A magician is performing in front of a large crowd (around a 100 people, say) and wants a volunteer for a trick. The magician knows that he has no confederates in the crowd, but the crowd doesn't. How can the magician choose a volunteer from the people raising their hands, convincing the crowd that the volunteer is not a confederate?
I'm looking for a method that:
- is quick (should not take more than a couple of minutes)
- does not require uncommon equipment (eg. Geiger counters for randomness, etc. And then again, how do you prove the counter isn't rigged?)
- isn't complicated for the volunteers (eg. you cannot ask volunteers to calculate the moduli of products of large primes, etc.)
If possible, the method should be fair in the sense that all the people who volunteer to volunteer have an equal chance of being selected. Also, if possible, it should be clear to the mathematical layperson in the crowd that the method fulfills its purpose.
Edit: I thought I had one method of doing this, but as @Robert Israel and @Hans Lundmark have pointed out, it is not actually infallible.
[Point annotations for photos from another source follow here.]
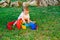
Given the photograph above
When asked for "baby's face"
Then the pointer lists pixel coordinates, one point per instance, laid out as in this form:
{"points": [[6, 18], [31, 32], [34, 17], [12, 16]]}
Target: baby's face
{"points": [[26, 12]]}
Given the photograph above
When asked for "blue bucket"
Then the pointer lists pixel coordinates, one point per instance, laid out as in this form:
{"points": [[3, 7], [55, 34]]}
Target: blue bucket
{"points": [[33, 25]]}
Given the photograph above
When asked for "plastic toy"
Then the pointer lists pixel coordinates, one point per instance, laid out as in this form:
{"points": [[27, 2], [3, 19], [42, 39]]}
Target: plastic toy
{"points": [[33, 25], [27, 25], [9, 25], [23, 27], [19, 24]]}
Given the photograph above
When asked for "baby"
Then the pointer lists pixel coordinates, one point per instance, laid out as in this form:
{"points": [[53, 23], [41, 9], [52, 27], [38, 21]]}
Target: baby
{"points": [[24, 16]]}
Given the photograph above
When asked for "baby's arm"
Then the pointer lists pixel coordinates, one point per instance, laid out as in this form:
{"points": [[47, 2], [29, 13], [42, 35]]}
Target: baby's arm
{"points": [[18, 18]]}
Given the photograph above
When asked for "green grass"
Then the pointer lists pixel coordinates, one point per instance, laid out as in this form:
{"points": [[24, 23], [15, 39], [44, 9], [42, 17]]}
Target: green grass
{"points": [[47, 19]]}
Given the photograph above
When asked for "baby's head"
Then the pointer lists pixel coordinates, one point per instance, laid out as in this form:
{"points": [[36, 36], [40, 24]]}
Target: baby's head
{"points": [[26, 11]]}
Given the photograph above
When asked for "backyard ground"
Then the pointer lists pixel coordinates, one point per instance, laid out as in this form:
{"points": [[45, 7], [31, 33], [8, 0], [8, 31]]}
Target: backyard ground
{"points": [[47, 19]]}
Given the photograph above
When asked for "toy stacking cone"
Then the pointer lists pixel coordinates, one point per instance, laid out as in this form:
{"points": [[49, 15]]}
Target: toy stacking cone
{"points": [[19, 23], [23, 27], [33, 25], [9, 25]]}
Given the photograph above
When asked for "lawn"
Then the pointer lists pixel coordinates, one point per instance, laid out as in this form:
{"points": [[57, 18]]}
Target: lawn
{"points": [[47, 19]]}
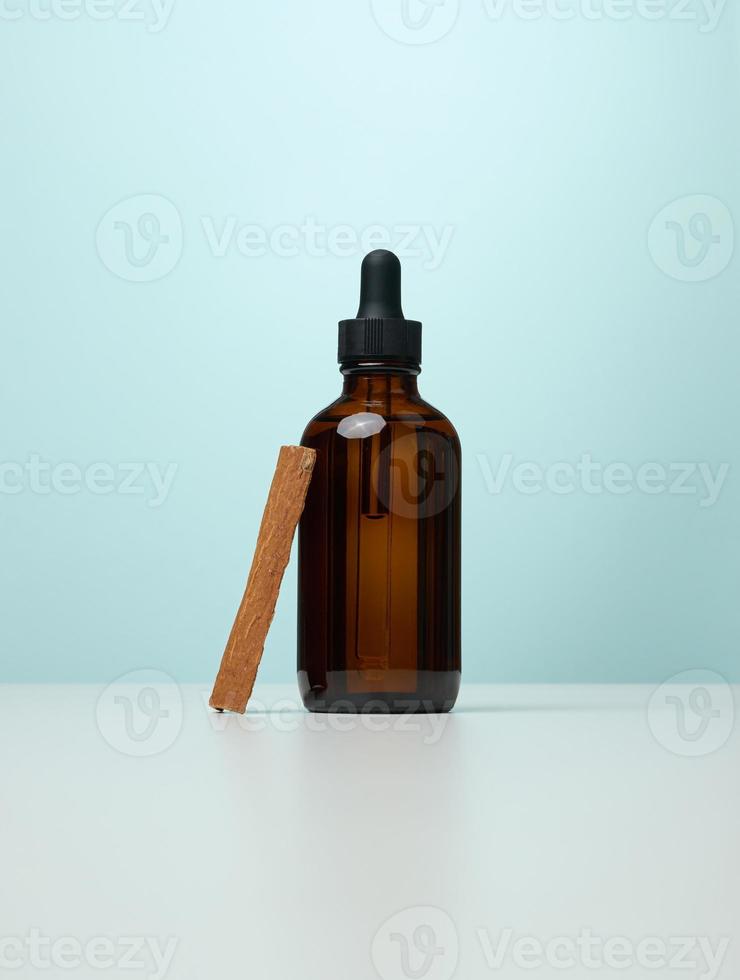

Further, it is fairly complicated, not guaranteed to terminate, and not very practical for an actual magic show. I am keeping it as an answer for lack of better ones.
Have the volunteers select one of them. Tell them to point at one of the others at the count of three. If there's a tie, do a run-off, but no need to spend too much time on that if there's another tie, since the probability that your confederate is among the top two is already low enough.
There might be some room for manipulation by having the confederate sit near the centre and thus be more likely to be voted for, so ideally the volunteers should step out of the audience and form a circle for symmetry. Explaining the reason for this might contribute to convincing the audience.
This may not be enough since people might suspect that a sufficient proportion of the volunteers were confederates to skew the election significantly. If so, you could let the entire audience vote; the downside is that this might make it significantly harder to resolve ties without raising suspicion that it's not being done objectively; counting the volunteers' votes is easier.
Of course any method will only work if there are enough volunteers, so if there are only two or three, you might want to emphasise that you need more in order to make sure that no confederate can be chosen.